Re: Enums patch v2 - Mailing list pgsql-patches

From Tom Dunstan
Subject Re: Enums patch v2
Date
Msg-id 45889076.5020507@tomd.cc
Whole thread Raw
In response to Re: Enums patch v2  (Heikki Linnakangas <heikki@enterprisedb.com>)
List pgsql-patches
Heikki Linnakangas wrote:
> I'm sorry I missed the original discussions, but I have to ask: Why do
> we want enums in core? The only potential advantage I can see over using
> a look-up table and FK references is performance.

Well, there are a few things. Sometimes its tidiness, sometimes
integrity... I've seen more than one system with hundreds of these
things, and they've either gone down the table-per-enum solution, with
LOTS of extra tables whose values never change, or the EAV solution,
with one or two globally referenced tables to which everything in your
system has as a FK, and an integrity check in a trigger if you're very
lucky. Yuck on both accounts. Enums hit a sweet spot in the middle and
provide data integrity and performance for non-changing values.

> 1. What's the point of having comparison operators for enums? For most
> use cases, there's no natural ordering of enum values.

Well, there are a number of cases where ordering IS important, and
indeed, enums provide a way to do it easily where many of the
alternative solutions do not. It's one of the key benefits.

> 2. The comparison routine compares oids, right? If the oids wrap around
> when the enum values are created, the ordering isn't what the user expects.

As has been pointed out by others quicker on the draw than me, I do sort
the OIDs at enum creation time, for exactly this reason.

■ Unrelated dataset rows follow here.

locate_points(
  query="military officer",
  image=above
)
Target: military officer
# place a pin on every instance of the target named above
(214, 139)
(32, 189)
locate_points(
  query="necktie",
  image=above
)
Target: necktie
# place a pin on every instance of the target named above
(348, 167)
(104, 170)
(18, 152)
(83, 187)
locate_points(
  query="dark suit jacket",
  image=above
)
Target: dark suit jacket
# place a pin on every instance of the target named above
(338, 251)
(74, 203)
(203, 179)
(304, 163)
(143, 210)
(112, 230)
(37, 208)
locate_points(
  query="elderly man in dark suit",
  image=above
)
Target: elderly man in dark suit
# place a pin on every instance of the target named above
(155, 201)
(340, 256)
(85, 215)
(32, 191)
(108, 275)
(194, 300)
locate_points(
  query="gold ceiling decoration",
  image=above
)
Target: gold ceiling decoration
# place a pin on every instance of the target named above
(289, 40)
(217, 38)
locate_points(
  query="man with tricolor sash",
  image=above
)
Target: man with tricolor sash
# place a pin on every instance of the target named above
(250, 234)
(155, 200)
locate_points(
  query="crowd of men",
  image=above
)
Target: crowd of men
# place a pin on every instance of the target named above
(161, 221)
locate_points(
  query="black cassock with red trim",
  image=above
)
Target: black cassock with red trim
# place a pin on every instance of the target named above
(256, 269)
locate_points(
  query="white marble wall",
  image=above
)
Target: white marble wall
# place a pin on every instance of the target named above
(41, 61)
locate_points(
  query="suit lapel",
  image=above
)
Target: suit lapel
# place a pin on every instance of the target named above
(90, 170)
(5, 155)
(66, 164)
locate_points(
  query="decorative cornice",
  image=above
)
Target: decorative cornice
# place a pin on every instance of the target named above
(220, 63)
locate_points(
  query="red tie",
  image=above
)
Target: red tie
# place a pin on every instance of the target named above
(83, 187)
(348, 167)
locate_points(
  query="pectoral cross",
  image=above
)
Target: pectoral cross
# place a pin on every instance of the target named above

> 3. 4 bytes per value is wasteful if you're storing simple status codes
> etc. Especially if you're doing this for performance, let's do no harm
> by wasting space. One byte seems enough for the typical use cases. I'd
> even argue that having a high upper limit on the number of enum values
> encourages misuse of the feature.

I'd really love to have these fit into a 1 or 2 byte value on disk, but
AFAIK there's simply no way to do it currently in postgresql. If we ever
move to a solution where on-disk representation is noticeably different
from in-memory representation, then it might be doable. If that does
happen, we might benefit from other improvements such as being able to
order columns in a tuple on disk so as to minimize alignment padding,
not having to store a composite type's oid, etc. Until that happens,
though, if it ever does, this is probably the tightest on-disk
representation we're likely to get, unless we're happy to impose some
pretty severe restrictions, like 8 bits per enum, and only 256 enums in
total (for a 2 byte total). I was already shot down trying to make
similar restrictions when I first brought it up. :) The OID solution
seems to offend the least. :)

We did discuss this somewhat earlier, and I'm happy to take alternative
suggestions, but AFAIK this is about as good as it's going to get right now.